The Leverage plots do not show the evidence of study outliers into this network meta-analysis. For all outcomes, there was no evidence of non-MCMC convergence using the diagnostic tools described in the Statistical analysis section. The assessments of confidence in the estimates using CINeMA show moderate-to-very low confidence, essentially due to study limitation, imprecision, and inconsistence.
Discussion
The aim of the present network meta-analysis was to globally compare short-term outcome of the main surgical approaches for primary unilateral inguinal hernia repair. No significant differences were found in term of postoperative hematoma, seroma, chronic pain, and early recurrence. Similarly, no differences were found in term of postoperative surgical site infections, urinary retention, and postoperative hospital length of stay. rTAPP was found to have a statistically significant longer operative time compared to the Open approach.

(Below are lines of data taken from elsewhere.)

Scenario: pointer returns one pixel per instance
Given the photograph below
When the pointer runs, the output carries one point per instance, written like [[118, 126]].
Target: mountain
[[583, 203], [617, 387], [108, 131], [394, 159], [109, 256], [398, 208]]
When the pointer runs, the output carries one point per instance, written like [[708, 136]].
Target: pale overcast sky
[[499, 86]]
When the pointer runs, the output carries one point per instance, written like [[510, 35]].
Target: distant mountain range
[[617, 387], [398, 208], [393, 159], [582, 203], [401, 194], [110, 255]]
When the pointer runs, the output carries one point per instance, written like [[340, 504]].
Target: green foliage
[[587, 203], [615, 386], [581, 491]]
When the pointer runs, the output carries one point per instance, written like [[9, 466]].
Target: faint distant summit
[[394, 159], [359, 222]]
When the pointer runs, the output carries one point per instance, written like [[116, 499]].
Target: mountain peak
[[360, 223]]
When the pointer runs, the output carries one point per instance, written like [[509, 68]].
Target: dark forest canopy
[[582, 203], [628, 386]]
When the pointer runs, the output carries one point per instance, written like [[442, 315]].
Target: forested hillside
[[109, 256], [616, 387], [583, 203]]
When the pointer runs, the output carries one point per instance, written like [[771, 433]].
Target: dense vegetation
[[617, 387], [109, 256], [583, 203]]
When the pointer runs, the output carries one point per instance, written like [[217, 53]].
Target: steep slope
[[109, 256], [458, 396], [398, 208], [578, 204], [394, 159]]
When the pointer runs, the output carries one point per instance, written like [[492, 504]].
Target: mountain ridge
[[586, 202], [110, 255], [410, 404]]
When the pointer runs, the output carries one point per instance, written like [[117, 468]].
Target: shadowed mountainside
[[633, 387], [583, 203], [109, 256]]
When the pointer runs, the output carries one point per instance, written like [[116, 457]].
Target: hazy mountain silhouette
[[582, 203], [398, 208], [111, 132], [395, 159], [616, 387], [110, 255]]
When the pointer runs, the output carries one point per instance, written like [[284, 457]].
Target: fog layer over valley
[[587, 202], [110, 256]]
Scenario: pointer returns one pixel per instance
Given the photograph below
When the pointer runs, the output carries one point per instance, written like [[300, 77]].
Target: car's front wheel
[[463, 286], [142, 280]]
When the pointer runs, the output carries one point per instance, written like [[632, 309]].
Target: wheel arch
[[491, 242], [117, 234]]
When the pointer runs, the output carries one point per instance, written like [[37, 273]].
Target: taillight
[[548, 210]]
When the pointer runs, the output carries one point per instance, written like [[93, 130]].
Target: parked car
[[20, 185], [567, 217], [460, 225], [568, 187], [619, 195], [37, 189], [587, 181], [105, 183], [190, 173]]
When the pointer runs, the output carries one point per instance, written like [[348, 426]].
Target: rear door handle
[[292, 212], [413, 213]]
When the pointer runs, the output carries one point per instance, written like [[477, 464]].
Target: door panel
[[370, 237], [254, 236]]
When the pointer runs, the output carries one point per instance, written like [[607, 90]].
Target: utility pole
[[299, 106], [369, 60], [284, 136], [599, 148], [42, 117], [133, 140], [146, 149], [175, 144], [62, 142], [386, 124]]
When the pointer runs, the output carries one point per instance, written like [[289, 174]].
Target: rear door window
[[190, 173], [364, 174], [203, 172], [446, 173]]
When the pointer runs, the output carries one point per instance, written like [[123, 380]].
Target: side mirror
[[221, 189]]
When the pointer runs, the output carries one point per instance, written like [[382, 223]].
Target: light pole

While the Open approach is considered the gold standard treatment for non-complicated primary inguinal hernia repair, different minimally invasive techniques have been progressively proposed with the introduction of advanced technologies [21]. In the European Hernia Society’s guidelines, the Lichtenstein procedure and the minimally invasive techniques are recommended as the best evidence-based options in experts’ hands [1]. The pros and cons have been largely discussed, but, to date, results are contrasting and a robust evidence favouring one treatment over another is lacking. The previous observational, RCT studies, and pairwise meta-analyses have been published with discordant results. These were mainly related to the heterogeneity of the included populations, surgical techniques, and indications [22,23,24,25,26,27,28,29,30,31,32,33,34,35,36,37]. We performed a fully Bayesian network meta-analysis to globally compare outcomes of the main surgical approaches to inguinal hernia. To reduce background heterogeneity, we mainly focused on mesh-reinforced tension-free techniques for primary non-complicated unilateral inguinal hernia.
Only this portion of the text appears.